"Efficient Second-order Minimization" for the planar tracker
authorKeir Mierle <mierle@gmail.com>
Mon, 14 May 2012 12:15:38 +0000 (12:15 +0000)
committerKeir Mierle <mierle@gmail.com>
Mon, 14 May 2012 12:15:38 +0000 (12:15 +0000)
This implements the "Efficient Second-order Minimization"
scheme, as supported by the existing translation tracker.

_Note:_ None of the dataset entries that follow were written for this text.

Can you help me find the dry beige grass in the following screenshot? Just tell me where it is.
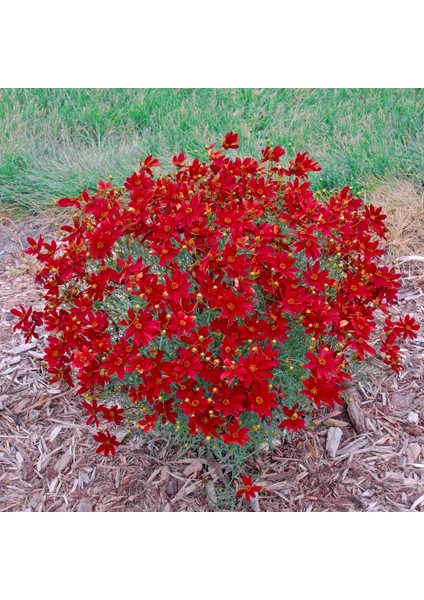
[367,180,424,256]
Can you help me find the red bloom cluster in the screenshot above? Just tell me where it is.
[12,132,418,455]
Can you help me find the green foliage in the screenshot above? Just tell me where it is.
[0,89,424,212]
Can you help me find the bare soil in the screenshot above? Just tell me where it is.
[0,213,424,512]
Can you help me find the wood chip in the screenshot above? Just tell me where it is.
[325,427,343,458]
[347,393,367,433]
[183,458,203,477]
[410,494,424,510]
[407,442,421,463]
[53,448,72,474]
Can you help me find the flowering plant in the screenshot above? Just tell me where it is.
[12,132,418,462]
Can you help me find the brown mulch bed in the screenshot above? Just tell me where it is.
[0,214,424,512]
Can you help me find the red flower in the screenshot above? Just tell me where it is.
[278,403,305,432]
[398,315,420,340]
[93,430,120,456]
[100,404,124,425]
[222,131,239,150]
[236,475,262,500]
[121,308,160,347]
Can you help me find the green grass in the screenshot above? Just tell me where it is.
[0,89,424,213]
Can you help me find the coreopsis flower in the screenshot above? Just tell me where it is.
[12,132,419,462]
[100,404,124,425]
[278,402,305,433]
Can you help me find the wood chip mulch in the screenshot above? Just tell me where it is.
[0,216,424,512]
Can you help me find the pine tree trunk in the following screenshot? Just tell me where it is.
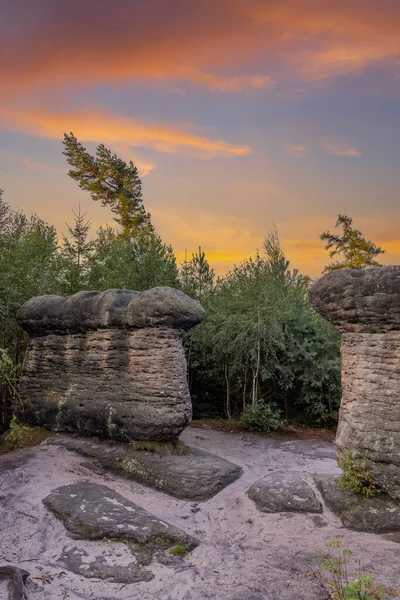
[225,365,232,419]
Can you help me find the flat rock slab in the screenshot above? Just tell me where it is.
[43,482,199,583]
[247,471,322,513]
[49,436,243,500]
[58,543,154,583]
[314,475,400,533]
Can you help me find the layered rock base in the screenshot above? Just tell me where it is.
[310,266,400,500]
[17,287,205,442]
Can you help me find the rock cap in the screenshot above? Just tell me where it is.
[17,287,206,336]
[309,265,400,333]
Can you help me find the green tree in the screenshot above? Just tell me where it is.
[88,226,178,291]
[61,205,94,294]
[0,195,62,428]
[63,132,152,238]
[320,215,386,273]
[186,229,340,423]
[179,246,215,302]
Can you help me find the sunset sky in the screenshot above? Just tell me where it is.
[0,0,400,276]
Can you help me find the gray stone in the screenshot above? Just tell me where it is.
[247,472,322,513]
[58,544,154,583]
[17,287,205,442]
[230,591,266,600]
[309,266,400,499]
[0,565,29,600]
[314,475,400,533]
[49,436,243,500]
[43,482,199,568]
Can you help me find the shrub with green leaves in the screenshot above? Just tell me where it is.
[339,450,379,498]
[317,540,399,600]
[239,402,281,433]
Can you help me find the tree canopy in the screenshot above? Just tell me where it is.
[63,132,152,238]
[320,215,386,273]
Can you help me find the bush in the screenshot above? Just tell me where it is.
[338,450,380,498]
[317,540,399,600]
[239,402,281,433]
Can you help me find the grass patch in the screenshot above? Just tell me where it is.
[0,417,53,454]
[167,544,188,556]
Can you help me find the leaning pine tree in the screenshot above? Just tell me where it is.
[63,132,153,239]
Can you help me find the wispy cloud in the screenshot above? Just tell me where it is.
[286,144,307,156]
[0,0,400,93]
[0,152,65,174]
[189,73,276,93]
[0,109,251,158]
[317,140,362,158]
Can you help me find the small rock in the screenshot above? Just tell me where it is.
[247,471,322,513]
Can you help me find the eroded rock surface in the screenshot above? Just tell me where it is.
[17,287,205,442]
[310,266,400,499]
[45,435,242,500]
[43,482,198,583]
[58,542,154,583]
[247,472,322,513]
[43,481,198,550]
[314,475,400,533]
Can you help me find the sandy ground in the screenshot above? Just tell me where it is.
[0,428,400,600]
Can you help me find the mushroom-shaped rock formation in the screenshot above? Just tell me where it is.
[310,266,400,499]
[17,287,205,442]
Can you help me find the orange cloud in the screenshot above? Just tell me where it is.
[0,0,400,94]
[0,109,251,158]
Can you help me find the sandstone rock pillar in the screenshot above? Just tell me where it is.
[17,287,205,442]
[310,266,400,499]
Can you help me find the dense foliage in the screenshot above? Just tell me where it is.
[186,231,340,423]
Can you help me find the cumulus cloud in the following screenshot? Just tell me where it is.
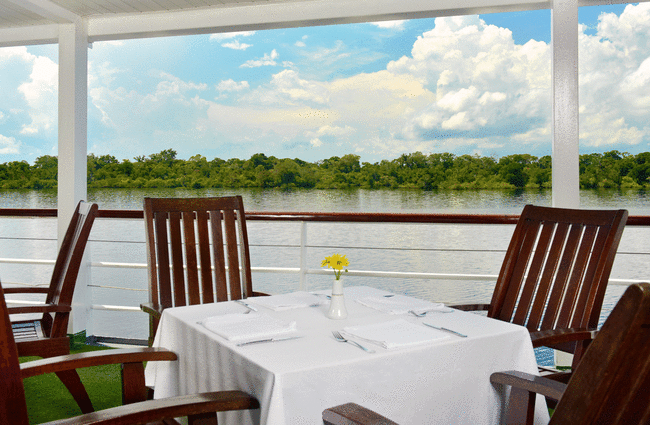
[372,20,407,30]
[0,134,20,155]
[217,78,249,92]
[62,7,650,160]
[0,47,59,135]
[579,3,650,150]
[239,49,280,68]
[210,31,255,41]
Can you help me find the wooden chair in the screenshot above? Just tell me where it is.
[452,205,627,370]
[323,283,650,425]
[0,285,259,425]
[141,196,265,346]
[5,201,98,413]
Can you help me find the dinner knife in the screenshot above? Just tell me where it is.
[422,322,467,338]
[235,300,257,311]
[237,335,301,347]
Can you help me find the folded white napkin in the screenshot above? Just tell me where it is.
[342,319,449,349]
[356,295,451,314]
[251,291,327,311]
[199,311,296,342]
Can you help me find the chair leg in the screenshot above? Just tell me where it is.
[56,370,95,413]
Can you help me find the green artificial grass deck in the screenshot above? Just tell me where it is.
[20,344,122,424]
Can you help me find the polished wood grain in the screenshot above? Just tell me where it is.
[5,201,98,413]
[0,278,259,425]
[452,205,628,372]
[141,196,264,346]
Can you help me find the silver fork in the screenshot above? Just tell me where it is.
[332,331,375,353]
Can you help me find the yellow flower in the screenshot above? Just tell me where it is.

This increases the amount of per-iteration work, but
decreases the number of iterations required to converge and
also increases the size of the basin of attraction for the
optimization.

extern/libmv/libmv/tracking/esm_region_tracker.cc
extern/libmv/libmv/tracking/track_region.cc
extern/libmv/libmv/tracking/track_region.h

index 2491b15815436a882e02c6558b4b5582559d2f4e..e6d0b9830f4eb2576a2b2377c5ff4b33ba01db9f 100644 (file)
@@ -102,6 +102,7 @@ bool EsmRegionTracker::Track(const FloatImage &image1,
   options.num_samples_y = 2 * half_window_size + 1;
   options.max_iterations = 20;
   options.sigma = sigma;
+  options.use_esm = true;
   
   TrackRegionResult result;
   TrackRegion(image1, image2, xx1, yy1, options, xx2, yy2, &result);
index 5a46c66cd3cc003be3eb37c06ef3e5512852f4f0..0bb8ae221b1dc76b03b31ae197f29b4143ef30cc 100644 (file)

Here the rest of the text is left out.